Jim Clyburn, the third-ranking Democrat in the House, later confirmed these sentiments in an appearance on NBC’s Meet the Press. Slogans like “defund the police,” he admitted, were effectively wielded against Democrats across the country, and progressives who salve their wounds by insisting that only moderate Democrats lost were deluding themselves. “I believe that it’s good to be conservative at times and in many ways, but it’s also good to be liberal at times, in many ways,” Clyburn conceded. “And so, you have to balance all of this out.”
This is going to be hard for party activists. After Trump’s unexpected strength with Hispanics and the Republican House successes in South Florida, one forlorn constituent asked Democratic Representative Ruben Gallego, “How do we as a party improve our work with the Latinx community?” He replied, “First, start by not using the term ‘Latinx.’” Gallego’s prescription constitutes a repudiation of a host of effete progressive shibboleths about racial and social politics that overwhelmed the party’s pocketbook messages.
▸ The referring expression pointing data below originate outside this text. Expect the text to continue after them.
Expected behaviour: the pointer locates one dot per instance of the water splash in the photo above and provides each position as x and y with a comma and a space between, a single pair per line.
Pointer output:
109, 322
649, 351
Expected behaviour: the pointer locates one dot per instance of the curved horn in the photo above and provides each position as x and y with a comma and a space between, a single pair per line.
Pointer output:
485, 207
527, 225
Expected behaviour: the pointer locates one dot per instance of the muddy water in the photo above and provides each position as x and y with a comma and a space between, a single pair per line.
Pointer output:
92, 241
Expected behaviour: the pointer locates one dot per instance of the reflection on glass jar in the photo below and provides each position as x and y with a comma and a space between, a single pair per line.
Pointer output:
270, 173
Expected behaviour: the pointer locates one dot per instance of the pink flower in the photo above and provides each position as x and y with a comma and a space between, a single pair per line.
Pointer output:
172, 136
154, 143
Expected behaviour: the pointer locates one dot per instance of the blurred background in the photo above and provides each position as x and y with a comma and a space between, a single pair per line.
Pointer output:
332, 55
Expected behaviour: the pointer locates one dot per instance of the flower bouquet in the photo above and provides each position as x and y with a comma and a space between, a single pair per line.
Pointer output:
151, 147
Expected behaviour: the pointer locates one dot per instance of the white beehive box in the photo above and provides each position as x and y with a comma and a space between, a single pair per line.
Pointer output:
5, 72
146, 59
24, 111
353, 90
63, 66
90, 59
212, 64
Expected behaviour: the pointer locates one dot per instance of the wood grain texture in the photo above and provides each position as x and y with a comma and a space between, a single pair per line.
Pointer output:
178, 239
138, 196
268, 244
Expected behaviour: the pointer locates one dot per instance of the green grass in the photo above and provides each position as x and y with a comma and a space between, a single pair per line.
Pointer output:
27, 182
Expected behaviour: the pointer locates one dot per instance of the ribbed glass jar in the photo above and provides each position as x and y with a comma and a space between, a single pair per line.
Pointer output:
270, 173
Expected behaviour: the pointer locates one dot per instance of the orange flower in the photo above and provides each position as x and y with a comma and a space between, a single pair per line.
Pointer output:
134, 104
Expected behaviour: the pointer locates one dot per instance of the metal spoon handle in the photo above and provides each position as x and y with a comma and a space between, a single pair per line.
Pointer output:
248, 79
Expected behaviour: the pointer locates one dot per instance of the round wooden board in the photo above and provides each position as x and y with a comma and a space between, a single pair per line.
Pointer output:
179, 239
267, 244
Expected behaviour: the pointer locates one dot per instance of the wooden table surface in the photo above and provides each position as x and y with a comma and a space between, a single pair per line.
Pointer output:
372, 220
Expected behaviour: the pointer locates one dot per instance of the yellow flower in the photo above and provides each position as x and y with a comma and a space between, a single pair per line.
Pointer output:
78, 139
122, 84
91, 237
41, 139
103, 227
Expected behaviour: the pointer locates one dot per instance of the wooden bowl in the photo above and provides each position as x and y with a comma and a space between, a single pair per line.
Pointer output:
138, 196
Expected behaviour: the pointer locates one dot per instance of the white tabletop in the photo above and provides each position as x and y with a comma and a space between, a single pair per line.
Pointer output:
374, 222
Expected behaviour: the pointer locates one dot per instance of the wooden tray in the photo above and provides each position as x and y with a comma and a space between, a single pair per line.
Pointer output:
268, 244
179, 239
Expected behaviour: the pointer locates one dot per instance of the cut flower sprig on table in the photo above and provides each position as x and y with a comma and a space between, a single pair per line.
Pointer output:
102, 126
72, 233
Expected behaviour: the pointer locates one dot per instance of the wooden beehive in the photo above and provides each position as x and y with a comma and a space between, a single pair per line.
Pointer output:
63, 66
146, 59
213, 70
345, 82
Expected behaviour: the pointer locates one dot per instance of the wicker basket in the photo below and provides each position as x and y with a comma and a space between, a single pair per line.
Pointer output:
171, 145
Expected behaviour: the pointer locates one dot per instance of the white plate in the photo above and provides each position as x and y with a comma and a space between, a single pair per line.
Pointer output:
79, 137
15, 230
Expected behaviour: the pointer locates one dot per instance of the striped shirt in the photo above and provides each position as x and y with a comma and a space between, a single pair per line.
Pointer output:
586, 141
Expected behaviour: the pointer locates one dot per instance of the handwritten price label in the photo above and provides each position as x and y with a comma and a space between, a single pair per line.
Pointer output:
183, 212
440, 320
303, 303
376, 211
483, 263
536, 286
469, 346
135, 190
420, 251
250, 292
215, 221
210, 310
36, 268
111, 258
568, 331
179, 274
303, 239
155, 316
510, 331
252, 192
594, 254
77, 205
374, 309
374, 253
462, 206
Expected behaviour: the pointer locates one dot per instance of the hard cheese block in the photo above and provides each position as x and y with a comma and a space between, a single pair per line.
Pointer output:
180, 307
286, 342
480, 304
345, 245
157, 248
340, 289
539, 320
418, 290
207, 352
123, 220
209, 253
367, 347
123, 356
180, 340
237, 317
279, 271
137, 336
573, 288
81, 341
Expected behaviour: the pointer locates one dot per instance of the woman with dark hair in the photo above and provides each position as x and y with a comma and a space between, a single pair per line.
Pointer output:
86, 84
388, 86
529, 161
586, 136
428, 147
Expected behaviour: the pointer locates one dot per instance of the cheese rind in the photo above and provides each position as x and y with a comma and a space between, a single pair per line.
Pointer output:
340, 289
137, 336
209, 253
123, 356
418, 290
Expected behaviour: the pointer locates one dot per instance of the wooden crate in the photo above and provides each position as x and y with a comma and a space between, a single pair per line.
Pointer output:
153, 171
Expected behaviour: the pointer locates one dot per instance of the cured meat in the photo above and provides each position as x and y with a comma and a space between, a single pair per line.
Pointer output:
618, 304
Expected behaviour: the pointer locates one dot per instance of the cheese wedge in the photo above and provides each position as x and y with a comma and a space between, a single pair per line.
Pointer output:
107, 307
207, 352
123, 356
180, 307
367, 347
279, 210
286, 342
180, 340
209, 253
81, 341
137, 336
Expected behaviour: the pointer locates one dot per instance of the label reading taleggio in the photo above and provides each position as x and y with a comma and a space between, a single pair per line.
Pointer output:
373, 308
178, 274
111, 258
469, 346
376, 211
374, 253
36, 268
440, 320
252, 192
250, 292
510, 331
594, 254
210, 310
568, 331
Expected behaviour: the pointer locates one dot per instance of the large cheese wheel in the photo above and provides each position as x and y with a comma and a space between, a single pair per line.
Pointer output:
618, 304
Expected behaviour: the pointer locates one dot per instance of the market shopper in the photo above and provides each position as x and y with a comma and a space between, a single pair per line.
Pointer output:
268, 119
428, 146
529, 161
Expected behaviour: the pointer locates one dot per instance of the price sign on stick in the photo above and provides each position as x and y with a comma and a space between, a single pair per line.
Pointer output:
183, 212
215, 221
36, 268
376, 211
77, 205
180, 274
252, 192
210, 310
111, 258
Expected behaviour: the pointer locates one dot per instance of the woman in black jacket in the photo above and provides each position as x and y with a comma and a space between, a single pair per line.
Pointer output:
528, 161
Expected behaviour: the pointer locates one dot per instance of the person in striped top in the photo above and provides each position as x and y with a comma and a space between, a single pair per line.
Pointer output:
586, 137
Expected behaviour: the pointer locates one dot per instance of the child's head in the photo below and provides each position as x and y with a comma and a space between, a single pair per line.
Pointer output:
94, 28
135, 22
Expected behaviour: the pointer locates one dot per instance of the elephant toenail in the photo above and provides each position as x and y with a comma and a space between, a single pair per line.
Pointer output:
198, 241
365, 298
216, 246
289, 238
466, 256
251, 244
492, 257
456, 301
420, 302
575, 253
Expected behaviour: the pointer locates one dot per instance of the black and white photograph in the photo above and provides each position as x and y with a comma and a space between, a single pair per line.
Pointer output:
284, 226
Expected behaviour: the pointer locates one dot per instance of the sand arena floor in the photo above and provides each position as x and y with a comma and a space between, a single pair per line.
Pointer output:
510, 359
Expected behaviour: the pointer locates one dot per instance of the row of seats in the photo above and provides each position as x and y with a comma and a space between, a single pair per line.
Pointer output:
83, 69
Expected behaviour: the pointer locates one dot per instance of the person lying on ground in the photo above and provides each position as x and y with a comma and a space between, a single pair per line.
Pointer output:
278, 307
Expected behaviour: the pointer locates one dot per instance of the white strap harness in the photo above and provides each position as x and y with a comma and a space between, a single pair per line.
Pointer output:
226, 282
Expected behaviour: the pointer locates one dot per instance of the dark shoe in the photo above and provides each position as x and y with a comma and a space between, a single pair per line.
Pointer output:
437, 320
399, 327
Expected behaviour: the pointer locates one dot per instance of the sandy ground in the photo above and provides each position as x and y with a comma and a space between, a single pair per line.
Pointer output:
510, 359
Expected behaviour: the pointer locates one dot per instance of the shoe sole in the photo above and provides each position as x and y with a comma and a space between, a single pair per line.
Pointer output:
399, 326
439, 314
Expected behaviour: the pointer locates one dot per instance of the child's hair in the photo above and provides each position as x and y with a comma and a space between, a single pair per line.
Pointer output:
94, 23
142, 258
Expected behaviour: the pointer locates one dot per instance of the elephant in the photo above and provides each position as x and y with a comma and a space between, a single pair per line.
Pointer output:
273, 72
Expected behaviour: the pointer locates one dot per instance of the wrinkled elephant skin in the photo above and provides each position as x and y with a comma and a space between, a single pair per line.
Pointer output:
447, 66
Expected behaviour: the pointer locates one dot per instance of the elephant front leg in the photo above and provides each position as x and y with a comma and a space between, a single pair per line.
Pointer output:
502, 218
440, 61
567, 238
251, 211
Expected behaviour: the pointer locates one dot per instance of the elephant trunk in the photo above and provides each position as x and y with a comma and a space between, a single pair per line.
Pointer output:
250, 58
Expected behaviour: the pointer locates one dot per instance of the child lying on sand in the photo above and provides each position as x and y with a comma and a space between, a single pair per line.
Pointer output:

In a post-election appearance on CNN, former Democratic presidential candidate Andrew Yang elaborated on the problem. In the minds of the average exurban or rural voters he spoke with on the campaign trail, Yang said, “the Democratic Party, unfortunately, has taken on this role of the coastal urban elites who are more concerned about policing various cultural issues than improving their way of life that has been declining for years.”
Donald Trump’s opponents committed themselves to the notion that he had won only by tapping into dark forces of race hatred and white supremacy. Trump himself believed he had won because he was Donald Trump, and Donald Trump is a winner, and everyone was supposed to fall into line as a result. Over the course of his presidency, both Trump and the anti-Trump forces lost touch with the American people, and the feeling was mutual. The people made them both pay. All are punished.